The listing, The Delta (2001) has ended.
DVD in Like New condition in case.
Review by Peter Stack in the San Francisco Chronicle:
THE DELTA: Drama. Starring Shayne Gray, Thang Chan. Directed by Ira Sachs. (Not rated. 85 minutes.)
Nobody will walk away from "The Delta" without feeling troubled. This moody film, set in muggy Memphis, exudes a dangerous veracity that's both exciting and poisonous.
Writer-director Ira Sachs peels back layers that movies hardly ever visit. "The Delta" is steeped in a sense of privacy. Characters seem unguarded, like subjects in a hidden-camera documentary. They escape their world of bleary boredom in the lurid and the forbidden.

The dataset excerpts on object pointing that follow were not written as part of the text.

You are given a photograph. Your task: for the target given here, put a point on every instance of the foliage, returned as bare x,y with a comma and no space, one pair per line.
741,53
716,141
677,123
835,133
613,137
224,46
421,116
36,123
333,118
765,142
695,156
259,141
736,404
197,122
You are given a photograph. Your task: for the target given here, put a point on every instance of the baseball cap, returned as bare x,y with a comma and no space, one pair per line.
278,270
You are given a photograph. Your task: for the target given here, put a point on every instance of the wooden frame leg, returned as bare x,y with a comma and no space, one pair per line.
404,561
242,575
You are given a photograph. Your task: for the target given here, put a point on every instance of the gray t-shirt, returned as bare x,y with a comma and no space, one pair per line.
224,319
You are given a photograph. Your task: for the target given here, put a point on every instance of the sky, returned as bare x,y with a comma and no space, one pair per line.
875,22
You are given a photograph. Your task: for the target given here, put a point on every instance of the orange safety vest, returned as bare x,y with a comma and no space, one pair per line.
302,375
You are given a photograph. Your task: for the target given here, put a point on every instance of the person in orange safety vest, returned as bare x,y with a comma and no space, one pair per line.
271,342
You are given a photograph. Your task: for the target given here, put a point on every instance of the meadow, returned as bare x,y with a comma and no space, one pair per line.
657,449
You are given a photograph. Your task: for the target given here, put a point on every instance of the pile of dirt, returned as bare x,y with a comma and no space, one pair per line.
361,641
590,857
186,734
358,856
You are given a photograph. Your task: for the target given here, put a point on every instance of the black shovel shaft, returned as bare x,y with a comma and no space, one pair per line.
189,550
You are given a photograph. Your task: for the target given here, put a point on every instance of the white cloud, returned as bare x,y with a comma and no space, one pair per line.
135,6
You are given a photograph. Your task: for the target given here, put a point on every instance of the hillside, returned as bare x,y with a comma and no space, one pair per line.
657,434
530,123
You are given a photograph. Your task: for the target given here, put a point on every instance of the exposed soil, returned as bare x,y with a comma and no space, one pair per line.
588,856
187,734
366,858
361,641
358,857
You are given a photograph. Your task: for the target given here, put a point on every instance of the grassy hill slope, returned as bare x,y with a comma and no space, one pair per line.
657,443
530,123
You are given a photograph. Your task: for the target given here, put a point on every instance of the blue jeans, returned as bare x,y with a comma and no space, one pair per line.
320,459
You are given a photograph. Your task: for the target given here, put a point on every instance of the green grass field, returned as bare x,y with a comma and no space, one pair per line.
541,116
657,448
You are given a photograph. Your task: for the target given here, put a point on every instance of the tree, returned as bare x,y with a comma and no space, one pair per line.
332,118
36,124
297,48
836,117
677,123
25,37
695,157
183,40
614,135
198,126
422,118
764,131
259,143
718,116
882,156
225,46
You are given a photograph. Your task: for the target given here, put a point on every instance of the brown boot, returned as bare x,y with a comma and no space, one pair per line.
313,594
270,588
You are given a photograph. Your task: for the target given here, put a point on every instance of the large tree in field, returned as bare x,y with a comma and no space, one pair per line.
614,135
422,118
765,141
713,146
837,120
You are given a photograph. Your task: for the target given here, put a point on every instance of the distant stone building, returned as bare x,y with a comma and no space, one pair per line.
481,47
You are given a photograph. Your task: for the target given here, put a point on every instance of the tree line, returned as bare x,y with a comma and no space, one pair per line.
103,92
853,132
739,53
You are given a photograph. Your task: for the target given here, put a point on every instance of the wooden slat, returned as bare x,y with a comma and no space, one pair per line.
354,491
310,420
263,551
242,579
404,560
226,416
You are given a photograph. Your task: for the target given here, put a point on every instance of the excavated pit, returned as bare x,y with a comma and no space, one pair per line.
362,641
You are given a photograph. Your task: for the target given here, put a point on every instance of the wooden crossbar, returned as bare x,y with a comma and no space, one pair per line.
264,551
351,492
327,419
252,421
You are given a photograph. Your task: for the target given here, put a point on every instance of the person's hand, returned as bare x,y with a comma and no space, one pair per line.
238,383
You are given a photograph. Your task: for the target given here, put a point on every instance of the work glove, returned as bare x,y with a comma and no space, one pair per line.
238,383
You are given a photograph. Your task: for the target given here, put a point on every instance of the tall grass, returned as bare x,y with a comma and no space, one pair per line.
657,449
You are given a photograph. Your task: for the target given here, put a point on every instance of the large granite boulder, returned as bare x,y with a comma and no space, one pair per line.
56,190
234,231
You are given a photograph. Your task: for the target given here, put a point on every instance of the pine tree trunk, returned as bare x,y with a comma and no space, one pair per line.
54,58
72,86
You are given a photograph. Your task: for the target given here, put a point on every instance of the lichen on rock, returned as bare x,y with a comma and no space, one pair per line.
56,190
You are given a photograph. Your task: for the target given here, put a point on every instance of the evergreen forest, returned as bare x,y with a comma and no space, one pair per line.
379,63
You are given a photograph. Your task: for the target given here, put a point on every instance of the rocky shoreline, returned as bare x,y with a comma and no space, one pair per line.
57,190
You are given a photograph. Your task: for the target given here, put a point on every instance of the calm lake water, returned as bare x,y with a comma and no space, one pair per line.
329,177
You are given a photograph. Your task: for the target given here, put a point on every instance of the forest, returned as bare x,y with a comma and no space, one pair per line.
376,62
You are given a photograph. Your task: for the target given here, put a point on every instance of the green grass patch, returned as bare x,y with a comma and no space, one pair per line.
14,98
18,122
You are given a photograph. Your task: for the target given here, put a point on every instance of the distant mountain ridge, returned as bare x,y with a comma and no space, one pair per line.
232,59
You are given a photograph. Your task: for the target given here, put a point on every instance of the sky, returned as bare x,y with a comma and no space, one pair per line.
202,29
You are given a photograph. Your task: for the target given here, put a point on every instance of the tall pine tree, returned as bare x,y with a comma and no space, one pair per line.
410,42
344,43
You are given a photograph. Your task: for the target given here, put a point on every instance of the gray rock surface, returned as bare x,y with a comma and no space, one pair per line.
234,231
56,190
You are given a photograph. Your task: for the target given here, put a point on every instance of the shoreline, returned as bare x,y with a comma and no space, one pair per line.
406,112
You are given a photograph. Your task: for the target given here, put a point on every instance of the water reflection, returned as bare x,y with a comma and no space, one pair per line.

"The Delta" focuses on a well-off white 17-year-old boy whose surface straightness is a mask for a restless infatuation with men in a world of gay cruising and peep-show sex. After the easygoing Lincoln Bloom (Shayne Gray) meets a poor Vietnamese immigrant, Minh (Thang Chan), son of a black GI, at an all-night movie house, they take a playful, spur-of-the-moment trip down the Mississippi in Lincoln's father's cabin cruiser. But the adventure of sunny discovery and romance only traps them in a cruel revelation of how mismatched they are. Different classes, different ethnicities, different in their rage at the world. Their impossible love, with playful moments such as a swim at an isolated riverbank mud hole, is a poignantly twisted take on "Huckleberry Finn." Ultimately, the impossibility of their lives has tragic consequences.